Residencies In Family Medicine Have 70% of Vacant Seats

While the government expanded residency programs to help fill positions in the "More Doctors" program, Brazilian medical students are not attracted to primary care and disease prevention

Natália Cancian

One of the main features of the "Mais Médicos" (More Doctors) program to attract more physicians to public clinics, Family and Community Medicine residency programs currently have almost 70% of vacant seats.

In the last five years, the number of residency seats for the specialty increased by over 260% - from 991 to 3,587. Family Medicine's main goal is to offer primary care and prevent diseases in a community.

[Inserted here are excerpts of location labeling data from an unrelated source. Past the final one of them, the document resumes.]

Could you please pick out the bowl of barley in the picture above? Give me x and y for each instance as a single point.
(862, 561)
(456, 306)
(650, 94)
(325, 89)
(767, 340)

Still, government data show that the interest in the specialty is still low. In 2018, from 3,587 seats available for family medicine residents, only 1,183, around one-third of the total,  were filled.

People familiar with the matter say the low wages cause the little interest in the specialty, which is worsened by the lack of proper career tracks in primary care. It was the shortage of family medicine specialists that had the "Mais Médicos" program searching a partnership to bring Cuban doctors to Brazil. 

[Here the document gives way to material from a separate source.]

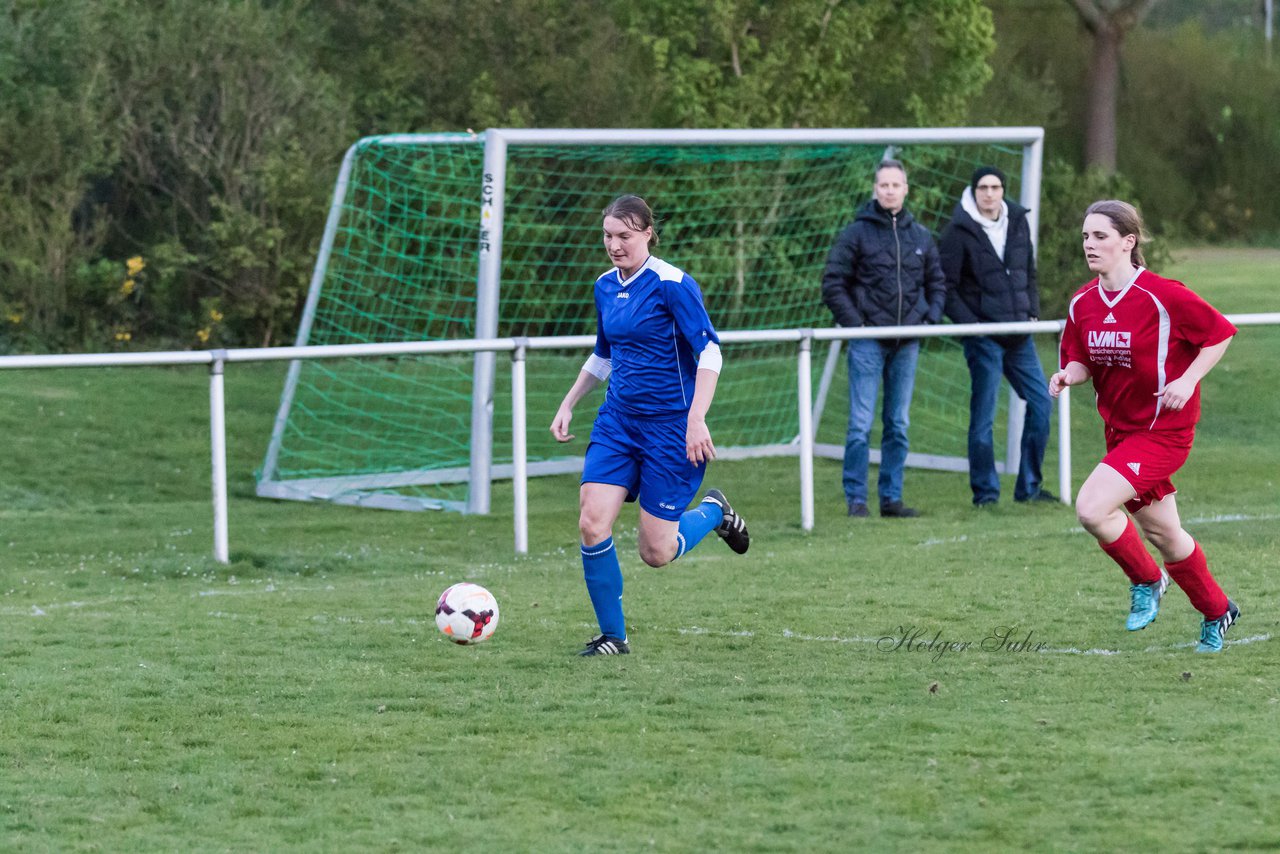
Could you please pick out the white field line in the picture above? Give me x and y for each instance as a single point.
(890, 642)
(1075, 529)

Public clinic in Sítio do Quinto, in the rural part of Bahia. After the Cuban doctors' departure, residents are being treated by nurses - Folhapress

Last month, the Cuban government announced its withdrawal from the program, because it disagreed with the new conditions imposed by president-elect Bolsonaro, like diploma revalidation and changes in compensation -- Havana passes along about one-fourth of what receives from Brazil to the physicians.

In some cases, the low interest added to lack of attending physicians to supervise the residents causes a portion of the seats not to be offered.

Initially, the goal of increasing Family Medicine residency seats was to increase the number of professionals to work in the country's public clinics. Brazil has 6,000 specialists in Family Medicine, less than 2% of the total number of doctors in the country.